Q: But it worked in Newcastle, Gateshead, in Middlesbrough and Sunderland?
Exactly. In the North East, the Tees Valley city region was created very smoothly and with a great deal of enthusiasm. They have been motoring away ever since. But we didn’t manage to achieve a Tyneside and Wearside city deal, even now really. There is a North of Tyne thing because, ludicrously, Gateshead wouldn’t come in with Newcastle. Totally bonkers. In terms of sensible economic geography, the idea that the half of the real city on the south bank won’t be in the same room as the people in the north bank. Sometimes it came to that and I was tearing my hair out trying to be a diplomat and negotiating with them to try and reach agreement on it. But they just wouldn’t.
Q: Maybe, at some point, somebody has to sort out these administrative units at the local level and make them fit for purpose?
Absolutely. The trouble was that we did this during the five years of coalition in which the Liberal Democrats were very much against it. I think it’s a minor miracle that we managed to do it. And then when we had a majority in 2015, whatever it was, 16 seats, it was a pretty small majority and I don’t think it would have been possible to have had wholesale local government reform given the strength of the councillor interest.
Q: Can you have the kind of devolution you would like without that?
It would take longer. You can progress towards it. One of the things I did when I was local government secretary, not with as much success as I hoped for, was that I created a framework in which councils could voluntarily merge and become unitary. They did in a couple of places, most recently in Dorset – there are now two unitary authorities in Dorset that replaced county and lower tier authorities.
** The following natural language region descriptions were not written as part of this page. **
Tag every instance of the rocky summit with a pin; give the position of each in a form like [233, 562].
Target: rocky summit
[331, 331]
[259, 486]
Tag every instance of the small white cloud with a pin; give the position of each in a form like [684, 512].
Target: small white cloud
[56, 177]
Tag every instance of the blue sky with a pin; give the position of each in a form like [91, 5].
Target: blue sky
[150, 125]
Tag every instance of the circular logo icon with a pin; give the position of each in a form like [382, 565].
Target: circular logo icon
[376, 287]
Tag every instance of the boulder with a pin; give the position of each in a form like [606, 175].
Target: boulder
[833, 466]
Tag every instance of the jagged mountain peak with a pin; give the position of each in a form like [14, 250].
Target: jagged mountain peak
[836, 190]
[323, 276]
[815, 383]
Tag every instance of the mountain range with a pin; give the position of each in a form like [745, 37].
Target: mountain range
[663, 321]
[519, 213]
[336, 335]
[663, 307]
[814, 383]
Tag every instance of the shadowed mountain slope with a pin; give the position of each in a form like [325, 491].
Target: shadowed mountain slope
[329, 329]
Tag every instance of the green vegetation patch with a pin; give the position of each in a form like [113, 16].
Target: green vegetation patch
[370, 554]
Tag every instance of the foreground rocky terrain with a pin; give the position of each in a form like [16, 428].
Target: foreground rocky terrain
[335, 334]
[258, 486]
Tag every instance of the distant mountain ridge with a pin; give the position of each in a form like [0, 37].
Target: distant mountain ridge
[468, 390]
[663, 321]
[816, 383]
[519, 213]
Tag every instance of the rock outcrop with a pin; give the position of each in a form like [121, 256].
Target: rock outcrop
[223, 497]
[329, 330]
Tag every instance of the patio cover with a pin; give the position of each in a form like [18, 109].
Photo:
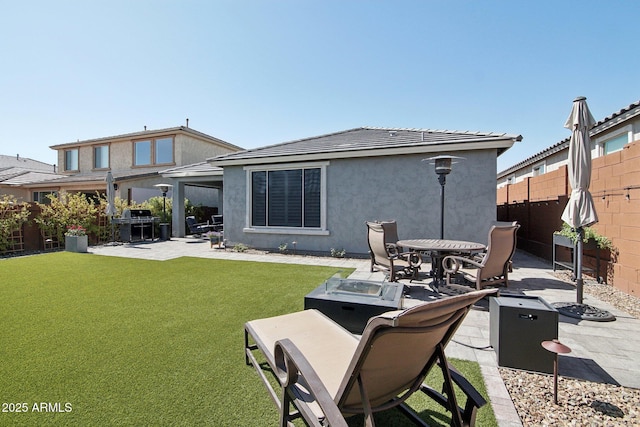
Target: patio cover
[580, 210]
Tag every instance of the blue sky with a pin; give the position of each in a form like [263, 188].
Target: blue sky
[255, 73]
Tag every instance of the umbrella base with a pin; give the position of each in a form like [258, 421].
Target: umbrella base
[583, 312]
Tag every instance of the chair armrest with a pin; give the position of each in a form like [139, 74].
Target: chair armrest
[291, 363]
[452, 263]
[412, 257]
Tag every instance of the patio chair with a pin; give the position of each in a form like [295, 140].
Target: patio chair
[217, 222]
[197, 229]
[386, 255]
[328, 374]
[490, 268]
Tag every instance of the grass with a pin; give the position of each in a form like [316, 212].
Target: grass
[134, 342]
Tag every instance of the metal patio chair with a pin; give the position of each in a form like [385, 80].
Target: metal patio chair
[328, 374]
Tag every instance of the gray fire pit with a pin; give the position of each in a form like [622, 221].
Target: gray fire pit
[351, 303]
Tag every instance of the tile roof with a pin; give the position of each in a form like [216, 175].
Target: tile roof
[200, 168]
[147, 133]
[24, 163]
[16, 176]
[368, 141]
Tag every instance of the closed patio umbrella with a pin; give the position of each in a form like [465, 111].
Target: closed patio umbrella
[580, 211]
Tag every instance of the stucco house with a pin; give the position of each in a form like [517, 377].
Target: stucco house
[15, 171]
[319, 191]
[134, 160]
[608, 136]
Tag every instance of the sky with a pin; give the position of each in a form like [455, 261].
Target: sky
[256, 73]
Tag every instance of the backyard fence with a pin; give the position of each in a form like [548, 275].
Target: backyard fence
[537, 204]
Places that have gone unitary – Cornwall, Shropshire, Wiltshire – they’ve never gone backwards. There’s never been a grassroots move to say, ‘let’s go back to two tier’. In fact, completely the opposite. The people that were most opposed to unitary authorities at the time will now say that they were completely wrong and it would be absurd to go backwards. It’s a bit like the creation of mayors: people are anti the prospect of it, but the experience of it would convince them very quickly that this was the right thing. But I think you need a big majority to do that.
Q: When you look back, what are the most important lessons to take away? The biggest success and your biggest frustration?
The most important thing is to press on and not be put off by administrative and political resistance. There’s always reasons not to do things. If we’d started right at the beginning and pushed on and created the mayors in the cities, then I think we’d have got further. You don’t get that long in government across a lifetime. It’s too easy to compromise on the full extent of your ambitions. You should regard it as a time limited opportunity and that’s the time just to put your head down and power through. I daresay that’s not an uncommon reflection.
It is important to have a vision: the number of people that kind of go into government without really knowing what they want to do, is astonishing. They just want to be in administration, in power. It is time limited. You’ve got to know what you want to do.